“If the general government should persist in the measures now threatened, there must be war. It is painful to discover with what unconcern they speak of war, and threaten it. They seem not to know what its horrors are.”
—Stonewall Jackson
On balance, Jeffrey Rogers Hummel has written a provocative and much-needed book on what Southerners prefer to call the War for Southern Independence or simply Mr. Lincoln’s War. Hummel, a libertarian history professor at Golden Gate University in San Francisco, postulates that “ultimate responsibility for the enormous bloodshed [from 1861-65] rests squarely on the President’s shoulders.” And of course he is correct, for Abraham Lincoln, acting as an agent for Northeastern plutocrats, made war on the South in order to force the seceded states back into the Union so they could be exploited by what John Taylor of Caroline called “the Aristocracy of Paper and Patronage.”

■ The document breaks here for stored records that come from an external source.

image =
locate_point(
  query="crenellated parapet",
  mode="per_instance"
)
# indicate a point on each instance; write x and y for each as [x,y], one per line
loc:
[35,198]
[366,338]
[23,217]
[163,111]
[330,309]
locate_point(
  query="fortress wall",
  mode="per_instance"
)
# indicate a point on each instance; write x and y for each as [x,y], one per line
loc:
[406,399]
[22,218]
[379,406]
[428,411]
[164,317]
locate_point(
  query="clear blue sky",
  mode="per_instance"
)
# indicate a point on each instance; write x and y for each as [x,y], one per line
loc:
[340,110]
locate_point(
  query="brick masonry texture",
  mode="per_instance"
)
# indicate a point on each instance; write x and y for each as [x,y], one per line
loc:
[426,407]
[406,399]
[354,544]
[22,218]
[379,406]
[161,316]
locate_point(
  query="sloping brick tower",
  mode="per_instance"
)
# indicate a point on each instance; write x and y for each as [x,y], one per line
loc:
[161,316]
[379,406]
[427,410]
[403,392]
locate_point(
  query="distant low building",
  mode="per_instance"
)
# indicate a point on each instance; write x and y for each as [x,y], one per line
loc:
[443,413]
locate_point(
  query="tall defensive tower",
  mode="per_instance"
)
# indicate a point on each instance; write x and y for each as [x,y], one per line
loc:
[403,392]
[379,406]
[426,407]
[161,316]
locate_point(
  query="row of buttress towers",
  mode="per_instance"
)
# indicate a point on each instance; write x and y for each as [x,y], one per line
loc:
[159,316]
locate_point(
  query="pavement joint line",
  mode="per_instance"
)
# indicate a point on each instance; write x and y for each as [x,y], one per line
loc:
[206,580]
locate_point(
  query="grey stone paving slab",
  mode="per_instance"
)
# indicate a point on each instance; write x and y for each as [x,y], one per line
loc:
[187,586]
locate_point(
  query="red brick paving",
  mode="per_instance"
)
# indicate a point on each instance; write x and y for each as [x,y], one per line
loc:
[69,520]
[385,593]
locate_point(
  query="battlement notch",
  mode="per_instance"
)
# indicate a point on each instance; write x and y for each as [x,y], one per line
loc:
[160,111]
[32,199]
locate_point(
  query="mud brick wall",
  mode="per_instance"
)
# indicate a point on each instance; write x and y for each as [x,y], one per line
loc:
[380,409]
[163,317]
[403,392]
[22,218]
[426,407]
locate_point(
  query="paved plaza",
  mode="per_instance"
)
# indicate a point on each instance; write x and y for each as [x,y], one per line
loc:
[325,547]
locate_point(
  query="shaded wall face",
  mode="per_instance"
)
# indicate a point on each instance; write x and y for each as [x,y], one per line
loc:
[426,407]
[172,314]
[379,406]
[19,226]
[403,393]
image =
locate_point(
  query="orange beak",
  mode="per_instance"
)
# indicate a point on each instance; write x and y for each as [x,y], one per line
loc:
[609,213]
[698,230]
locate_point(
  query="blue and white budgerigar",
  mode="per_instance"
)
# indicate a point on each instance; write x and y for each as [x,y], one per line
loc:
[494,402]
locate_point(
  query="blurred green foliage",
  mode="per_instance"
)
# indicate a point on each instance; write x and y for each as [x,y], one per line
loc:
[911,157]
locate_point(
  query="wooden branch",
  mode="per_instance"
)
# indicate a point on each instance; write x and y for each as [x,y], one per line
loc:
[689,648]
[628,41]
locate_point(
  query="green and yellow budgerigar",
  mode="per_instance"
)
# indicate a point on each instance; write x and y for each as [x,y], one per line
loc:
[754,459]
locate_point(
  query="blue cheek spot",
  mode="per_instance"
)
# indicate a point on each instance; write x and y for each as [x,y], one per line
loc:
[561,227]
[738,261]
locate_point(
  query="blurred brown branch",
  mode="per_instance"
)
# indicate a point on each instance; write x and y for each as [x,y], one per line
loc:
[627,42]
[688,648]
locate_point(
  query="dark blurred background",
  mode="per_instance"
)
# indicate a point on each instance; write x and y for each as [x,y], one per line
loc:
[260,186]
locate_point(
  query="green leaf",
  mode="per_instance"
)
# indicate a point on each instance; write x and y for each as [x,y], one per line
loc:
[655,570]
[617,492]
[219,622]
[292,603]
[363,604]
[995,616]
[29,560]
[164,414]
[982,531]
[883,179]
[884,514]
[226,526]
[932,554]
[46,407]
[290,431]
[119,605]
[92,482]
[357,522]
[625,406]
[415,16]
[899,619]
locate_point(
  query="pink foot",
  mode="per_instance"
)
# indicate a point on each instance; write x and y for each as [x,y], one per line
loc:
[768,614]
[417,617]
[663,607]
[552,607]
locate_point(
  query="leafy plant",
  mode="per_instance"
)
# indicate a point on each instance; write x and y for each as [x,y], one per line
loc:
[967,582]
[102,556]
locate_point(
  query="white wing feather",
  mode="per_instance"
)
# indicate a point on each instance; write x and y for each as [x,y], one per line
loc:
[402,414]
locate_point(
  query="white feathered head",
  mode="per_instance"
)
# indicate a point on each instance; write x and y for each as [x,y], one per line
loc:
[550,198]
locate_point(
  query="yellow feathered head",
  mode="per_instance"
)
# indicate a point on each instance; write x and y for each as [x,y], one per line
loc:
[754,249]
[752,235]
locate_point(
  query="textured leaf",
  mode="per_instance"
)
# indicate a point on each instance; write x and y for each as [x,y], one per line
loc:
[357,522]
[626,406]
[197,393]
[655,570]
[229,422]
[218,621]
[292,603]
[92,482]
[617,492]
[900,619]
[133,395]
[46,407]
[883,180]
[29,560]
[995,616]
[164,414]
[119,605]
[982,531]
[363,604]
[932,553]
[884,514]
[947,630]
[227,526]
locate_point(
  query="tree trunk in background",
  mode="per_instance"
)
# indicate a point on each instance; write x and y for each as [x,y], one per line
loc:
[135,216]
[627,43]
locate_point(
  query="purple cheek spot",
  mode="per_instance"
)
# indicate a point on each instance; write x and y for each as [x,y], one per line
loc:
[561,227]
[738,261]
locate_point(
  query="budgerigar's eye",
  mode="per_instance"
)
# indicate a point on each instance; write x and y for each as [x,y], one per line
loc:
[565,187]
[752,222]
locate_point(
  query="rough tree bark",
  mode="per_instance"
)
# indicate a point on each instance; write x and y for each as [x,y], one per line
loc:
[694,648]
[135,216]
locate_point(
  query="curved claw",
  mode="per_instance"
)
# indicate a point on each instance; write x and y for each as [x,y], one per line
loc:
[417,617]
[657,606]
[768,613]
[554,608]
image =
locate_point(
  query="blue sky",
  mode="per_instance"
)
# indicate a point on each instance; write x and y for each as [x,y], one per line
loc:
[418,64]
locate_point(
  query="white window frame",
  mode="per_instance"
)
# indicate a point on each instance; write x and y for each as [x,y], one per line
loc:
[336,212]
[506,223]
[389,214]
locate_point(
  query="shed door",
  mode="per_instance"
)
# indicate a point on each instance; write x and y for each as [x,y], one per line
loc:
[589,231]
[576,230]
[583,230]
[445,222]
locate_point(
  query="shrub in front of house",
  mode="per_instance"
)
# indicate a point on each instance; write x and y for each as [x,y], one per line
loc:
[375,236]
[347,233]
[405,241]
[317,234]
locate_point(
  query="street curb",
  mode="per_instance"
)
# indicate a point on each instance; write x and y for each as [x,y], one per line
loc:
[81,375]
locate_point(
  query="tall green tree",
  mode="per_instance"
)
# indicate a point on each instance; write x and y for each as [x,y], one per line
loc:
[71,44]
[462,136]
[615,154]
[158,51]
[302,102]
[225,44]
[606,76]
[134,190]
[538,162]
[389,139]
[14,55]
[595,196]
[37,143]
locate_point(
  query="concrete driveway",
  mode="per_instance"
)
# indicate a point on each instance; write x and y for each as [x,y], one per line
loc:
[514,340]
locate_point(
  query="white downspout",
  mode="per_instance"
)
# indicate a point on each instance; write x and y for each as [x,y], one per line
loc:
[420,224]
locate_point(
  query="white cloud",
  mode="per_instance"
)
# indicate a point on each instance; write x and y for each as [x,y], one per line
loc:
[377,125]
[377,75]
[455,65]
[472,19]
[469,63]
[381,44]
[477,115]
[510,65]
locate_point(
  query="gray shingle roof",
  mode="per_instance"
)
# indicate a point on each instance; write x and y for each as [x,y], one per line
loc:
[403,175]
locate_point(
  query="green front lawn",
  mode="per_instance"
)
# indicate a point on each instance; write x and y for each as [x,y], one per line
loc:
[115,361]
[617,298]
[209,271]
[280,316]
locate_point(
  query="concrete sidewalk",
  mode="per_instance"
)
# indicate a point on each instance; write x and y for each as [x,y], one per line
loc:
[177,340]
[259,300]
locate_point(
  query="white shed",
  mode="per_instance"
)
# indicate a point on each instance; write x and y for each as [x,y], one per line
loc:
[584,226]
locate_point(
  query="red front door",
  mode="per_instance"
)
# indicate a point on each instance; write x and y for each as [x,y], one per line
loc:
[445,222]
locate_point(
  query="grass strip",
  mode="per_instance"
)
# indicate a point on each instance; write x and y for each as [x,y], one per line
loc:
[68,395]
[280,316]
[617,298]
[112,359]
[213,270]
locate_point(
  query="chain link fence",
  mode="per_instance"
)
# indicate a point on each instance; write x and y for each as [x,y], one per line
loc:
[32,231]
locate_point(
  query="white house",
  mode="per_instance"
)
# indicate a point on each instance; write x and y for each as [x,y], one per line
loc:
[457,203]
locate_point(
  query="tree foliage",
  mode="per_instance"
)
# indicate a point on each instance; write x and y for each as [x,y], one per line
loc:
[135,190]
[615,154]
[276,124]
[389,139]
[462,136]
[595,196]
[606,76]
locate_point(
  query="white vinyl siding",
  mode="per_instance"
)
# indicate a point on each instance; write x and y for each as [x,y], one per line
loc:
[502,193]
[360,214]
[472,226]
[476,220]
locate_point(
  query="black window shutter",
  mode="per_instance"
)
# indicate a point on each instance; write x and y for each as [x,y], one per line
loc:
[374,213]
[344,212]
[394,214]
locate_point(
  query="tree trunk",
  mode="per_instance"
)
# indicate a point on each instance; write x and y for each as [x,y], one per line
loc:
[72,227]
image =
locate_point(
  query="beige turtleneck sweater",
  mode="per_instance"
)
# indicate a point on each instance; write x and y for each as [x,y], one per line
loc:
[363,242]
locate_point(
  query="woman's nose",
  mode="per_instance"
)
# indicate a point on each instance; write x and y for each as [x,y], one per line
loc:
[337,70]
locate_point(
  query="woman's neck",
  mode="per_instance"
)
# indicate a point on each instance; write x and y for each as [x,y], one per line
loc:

It goes without saying that in regard to the war the victors, especially New Englanders, have written its history, and the South has quite naturally been blamed for starting the whole affair because of its insistence on preserving its “peculiar institution.” While Hummel denounces slavery and the entire nation’s role in its perpetuation, he is quick to point out that the institution could probably have been ended by means short of war, had Lincoln and the Republicans desired it. After all, in the Western Hemisphere only Haiti (1803-04) and the United States (1861-65) resorted to widespread armed conflict to destroy slavery. But a more salient point is raised by historian Eugene Genovese, who notes that Southern slaveholders “mounted the first and only serious critique of the totalitarian tendencies that have run wild in our century.” Such a historical inconvenience as this, largely ignored by scholars, must be addressed if we are ever to get close to the truth about the complex issue of slavery in American history. In not tackling this problem. Hummel commits one of his few errors.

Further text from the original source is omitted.